И Дмитрию Дмитриевичу почему-то вдруг очень отчетливо припомнился очень давний вечер, весною, когда цвели липы и жужжали кругом майские жуки… Ему было тогда лет пять, не больше. У них в доме было почему-то много гостей с детьми. И вот чья-то бойкая девочка лет десяти, с золотой косичкой, в которую вплетен был шелковый голубой бантик, поставила всех их, малышей, в круг около себя и таким твердым, но удивительно приятным почему-то пальчиком тыкала каждого в грудь, певуче приговаривая при этом:

Кахин-Михин, кто под нами,

Под железными столбами?

Комонь-помонь. Чем подкован?

Златом литым под копытом.

Шишел-вышел, вон пошел!

И кого касался пальчик этой девочки при последнем слове «пошел», тот должен был выбегать из круга, и счет начинался снова с загадочных слов «Кахин-Михин», пока, наконец, не оставался перед девочкой всего один малыш; тогда девочка отскакивала от него, а он должен был ловить ее, — но где же было малышам поймать ее, резвую, как дикая коза?

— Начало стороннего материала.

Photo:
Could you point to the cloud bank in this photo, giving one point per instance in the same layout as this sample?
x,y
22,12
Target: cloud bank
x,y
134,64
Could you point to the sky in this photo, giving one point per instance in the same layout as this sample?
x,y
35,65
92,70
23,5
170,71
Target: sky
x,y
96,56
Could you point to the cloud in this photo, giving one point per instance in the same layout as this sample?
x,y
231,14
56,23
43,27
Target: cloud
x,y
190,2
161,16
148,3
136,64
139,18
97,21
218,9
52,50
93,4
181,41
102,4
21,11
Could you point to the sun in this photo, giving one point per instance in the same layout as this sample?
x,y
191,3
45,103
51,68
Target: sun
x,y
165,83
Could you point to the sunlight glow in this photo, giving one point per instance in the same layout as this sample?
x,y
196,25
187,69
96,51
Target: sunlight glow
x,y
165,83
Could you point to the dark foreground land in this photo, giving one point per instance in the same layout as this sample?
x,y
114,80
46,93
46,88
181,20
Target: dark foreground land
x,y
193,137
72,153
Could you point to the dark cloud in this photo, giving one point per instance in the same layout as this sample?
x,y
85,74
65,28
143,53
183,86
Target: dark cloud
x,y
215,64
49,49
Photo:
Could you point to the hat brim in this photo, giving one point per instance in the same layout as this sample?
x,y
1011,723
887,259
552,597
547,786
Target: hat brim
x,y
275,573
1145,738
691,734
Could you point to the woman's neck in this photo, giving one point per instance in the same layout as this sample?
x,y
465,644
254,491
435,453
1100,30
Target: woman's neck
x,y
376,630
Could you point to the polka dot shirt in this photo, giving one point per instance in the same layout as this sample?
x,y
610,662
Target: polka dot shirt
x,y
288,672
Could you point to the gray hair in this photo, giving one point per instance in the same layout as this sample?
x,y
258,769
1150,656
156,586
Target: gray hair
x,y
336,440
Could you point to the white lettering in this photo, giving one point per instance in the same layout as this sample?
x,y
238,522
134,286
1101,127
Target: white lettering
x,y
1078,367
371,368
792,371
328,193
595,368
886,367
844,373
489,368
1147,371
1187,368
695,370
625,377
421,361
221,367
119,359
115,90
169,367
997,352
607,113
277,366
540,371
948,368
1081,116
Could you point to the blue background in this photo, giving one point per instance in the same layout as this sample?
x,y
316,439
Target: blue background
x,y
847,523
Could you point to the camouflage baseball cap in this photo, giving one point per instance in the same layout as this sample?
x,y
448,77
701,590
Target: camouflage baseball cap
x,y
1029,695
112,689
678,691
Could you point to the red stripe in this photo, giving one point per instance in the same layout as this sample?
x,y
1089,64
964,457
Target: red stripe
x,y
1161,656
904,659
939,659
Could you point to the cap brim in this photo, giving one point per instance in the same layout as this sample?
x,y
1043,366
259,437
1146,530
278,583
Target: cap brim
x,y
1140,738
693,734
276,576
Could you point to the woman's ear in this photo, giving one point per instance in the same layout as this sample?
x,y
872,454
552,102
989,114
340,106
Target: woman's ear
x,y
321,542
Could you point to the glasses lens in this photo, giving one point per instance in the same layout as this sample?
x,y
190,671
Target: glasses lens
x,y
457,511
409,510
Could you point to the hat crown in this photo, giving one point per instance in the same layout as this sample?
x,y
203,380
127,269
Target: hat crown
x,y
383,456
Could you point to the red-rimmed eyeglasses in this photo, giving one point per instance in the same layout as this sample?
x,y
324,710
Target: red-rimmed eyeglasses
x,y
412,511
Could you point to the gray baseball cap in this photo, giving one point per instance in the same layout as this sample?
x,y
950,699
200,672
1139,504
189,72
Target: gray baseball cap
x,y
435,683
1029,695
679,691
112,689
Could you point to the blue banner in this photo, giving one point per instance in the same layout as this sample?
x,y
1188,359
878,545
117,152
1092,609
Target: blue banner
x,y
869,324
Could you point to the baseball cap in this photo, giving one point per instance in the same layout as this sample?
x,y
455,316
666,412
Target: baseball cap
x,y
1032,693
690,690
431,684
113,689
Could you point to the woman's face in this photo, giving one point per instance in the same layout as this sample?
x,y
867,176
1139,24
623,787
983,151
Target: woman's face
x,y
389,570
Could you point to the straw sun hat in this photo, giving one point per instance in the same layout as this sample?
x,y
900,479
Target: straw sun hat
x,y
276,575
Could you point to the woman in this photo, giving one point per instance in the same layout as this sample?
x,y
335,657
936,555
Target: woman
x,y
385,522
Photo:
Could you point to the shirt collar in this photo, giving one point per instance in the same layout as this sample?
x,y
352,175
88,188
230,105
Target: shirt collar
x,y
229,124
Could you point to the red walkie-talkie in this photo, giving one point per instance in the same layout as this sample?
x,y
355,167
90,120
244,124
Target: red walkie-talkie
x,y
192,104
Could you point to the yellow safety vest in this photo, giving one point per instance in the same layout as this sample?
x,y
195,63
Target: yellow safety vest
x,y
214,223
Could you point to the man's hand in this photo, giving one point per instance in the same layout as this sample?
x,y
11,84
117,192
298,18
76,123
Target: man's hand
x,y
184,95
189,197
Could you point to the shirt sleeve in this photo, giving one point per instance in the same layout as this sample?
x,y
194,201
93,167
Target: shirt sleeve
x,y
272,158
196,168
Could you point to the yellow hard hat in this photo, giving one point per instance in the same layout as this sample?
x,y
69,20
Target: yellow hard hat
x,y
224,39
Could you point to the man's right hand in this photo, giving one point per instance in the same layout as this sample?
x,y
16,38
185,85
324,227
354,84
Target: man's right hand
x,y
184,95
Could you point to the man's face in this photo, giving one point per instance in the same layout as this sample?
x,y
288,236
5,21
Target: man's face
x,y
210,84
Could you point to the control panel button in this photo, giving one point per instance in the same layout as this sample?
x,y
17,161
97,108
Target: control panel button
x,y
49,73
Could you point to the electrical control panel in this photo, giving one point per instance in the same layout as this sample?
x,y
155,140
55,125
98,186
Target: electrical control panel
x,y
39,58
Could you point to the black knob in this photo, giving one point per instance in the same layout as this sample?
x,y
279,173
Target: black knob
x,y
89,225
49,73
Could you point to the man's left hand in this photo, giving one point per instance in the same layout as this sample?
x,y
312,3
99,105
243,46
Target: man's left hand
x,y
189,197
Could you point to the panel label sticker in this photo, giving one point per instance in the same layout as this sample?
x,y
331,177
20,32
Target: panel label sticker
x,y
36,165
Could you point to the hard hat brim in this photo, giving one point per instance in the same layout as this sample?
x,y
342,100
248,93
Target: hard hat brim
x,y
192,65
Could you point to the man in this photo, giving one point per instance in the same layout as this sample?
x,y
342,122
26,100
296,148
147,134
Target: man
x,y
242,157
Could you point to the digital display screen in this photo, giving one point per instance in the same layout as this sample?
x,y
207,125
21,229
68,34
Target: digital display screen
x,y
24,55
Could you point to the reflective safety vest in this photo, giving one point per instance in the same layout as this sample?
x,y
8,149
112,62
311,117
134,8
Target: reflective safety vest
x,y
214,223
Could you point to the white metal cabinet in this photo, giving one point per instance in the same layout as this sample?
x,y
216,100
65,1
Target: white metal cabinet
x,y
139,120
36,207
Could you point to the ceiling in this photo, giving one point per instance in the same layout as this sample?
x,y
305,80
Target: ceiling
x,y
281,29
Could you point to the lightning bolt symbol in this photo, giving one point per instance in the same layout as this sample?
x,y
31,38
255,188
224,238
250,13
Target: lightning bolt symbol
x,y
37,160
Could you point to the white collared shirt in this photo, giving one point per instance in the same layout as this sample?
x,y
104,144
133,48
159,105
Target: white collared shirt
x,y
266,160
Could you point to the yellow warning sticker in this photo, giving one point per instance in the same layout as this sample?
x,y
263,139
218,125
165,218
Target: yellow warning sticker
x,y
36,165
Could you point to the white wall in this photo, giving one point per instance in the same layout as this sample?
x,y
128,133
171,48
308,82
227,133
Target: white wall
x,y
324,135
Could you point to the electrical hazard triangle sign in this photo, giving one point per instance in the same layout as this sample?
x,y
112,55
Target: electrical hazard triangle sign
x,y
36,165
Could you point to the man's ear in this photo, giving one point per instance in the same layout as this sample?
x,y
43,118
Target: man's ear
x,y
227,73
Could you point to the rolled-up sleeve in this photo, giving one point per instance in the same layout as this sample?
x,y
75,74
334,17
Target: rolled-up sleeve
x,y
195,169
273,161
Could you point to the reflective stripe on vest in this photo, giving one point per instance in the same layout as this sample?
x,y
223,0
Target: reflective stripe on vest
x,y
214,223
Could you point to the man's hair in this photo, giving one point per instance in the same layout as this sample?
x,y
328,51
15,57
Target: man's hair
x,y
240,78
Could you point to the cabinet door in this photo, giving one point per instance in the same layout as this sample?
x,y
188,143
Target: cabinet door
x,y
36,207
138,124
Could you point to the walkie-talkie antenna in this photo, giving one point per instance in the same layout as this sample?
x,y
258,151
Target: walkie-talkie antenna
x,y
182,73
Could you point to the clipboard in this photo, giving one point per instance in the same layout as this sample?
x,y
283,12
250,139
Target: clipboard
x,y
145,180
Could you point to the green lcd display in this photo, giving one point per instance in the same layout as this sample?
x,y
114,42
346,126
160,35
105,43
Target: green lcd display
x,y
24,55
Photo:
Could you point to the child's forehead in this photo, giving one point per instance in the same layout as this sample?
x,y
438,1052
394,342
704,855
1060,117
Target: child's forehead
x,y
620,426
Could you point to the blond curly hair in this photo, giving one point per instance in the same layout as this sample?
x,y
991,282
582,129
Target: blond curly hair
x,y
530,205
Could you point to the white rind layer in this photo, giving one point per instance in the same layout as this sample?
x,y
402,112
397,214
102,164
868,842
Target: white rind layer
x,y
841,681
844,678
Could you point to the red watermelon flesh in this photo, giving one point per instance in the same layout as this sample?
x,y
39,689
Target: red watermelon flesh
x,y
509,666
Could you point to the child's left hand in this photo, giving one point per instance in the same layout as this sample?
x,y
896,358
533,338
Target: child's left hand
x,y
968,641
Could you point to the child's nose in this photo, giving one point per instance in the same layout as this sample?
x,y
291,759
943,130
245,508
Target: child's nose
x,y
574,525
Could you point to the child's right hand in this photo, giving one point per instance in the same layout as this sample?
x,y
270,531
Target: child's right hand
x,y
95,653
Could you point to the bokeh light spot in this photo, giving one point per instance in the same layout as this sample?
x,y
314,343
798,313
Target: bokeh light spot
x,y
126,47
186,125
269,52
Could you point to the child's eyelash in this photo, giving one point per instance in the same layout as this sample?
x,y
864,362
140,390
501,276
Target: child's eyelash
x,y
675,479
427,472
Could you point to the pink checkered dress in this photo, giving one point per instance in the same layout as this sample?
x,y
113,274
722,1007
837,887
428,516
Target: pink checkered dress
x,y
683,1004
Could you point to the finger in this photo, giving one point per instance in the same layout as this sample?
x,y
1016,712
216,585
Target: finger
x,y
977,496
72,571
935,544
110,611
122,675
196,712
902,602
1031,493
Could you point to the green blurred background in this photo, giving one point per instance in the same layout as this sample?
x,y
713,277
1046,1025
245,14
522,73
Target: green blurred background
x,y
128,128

Бегали, кричали изо всех сил, пахло конюшней, липами, молодою зеленой травой, голубым бантиком девочки в золотой косичке… И так очаровательно было вдруг вынырнувшее из тугой памяти во всей своей полноте это воспоминание, что Дмитрий Дмитриевич даже не изумился тому, что вспомнил от слова до слова все эти непонятные и теперь, как и тогда, слова:

«Кахин-Михин», «комонь-помонь», «златом литым», «шишел-вышел», а между тем он только именно тогда, в тот вечер, слышал это детское заклинание, — никогда не приходилось слышать его потом.

Когда они вошли в конюшню, там кучер Фрол, плотный и ражий, лет сорока, совсем ему незнакомый человек, вместе с Тимофеем-конюхом — по виду тех же лет, что и он — чистили скребницами и щетками как раз тех самых вороных рослых коней, которые везли их сюда с почтовой станции.

И вот теперь, когда зазвенела неотбойно в Дмитрии Дмитриевиче странная, но милая песенка девочки, он пододвинулся к одному из этих коней, потрепал его по холке и проговорил, весело улыбаясь:

— Ну-ка, ты комонь-помонь, чем подкован, а?

Проговорил это совсем без запинки, даже скороговоркой, чем чрезвычайно изумил Елизавету Михайловну.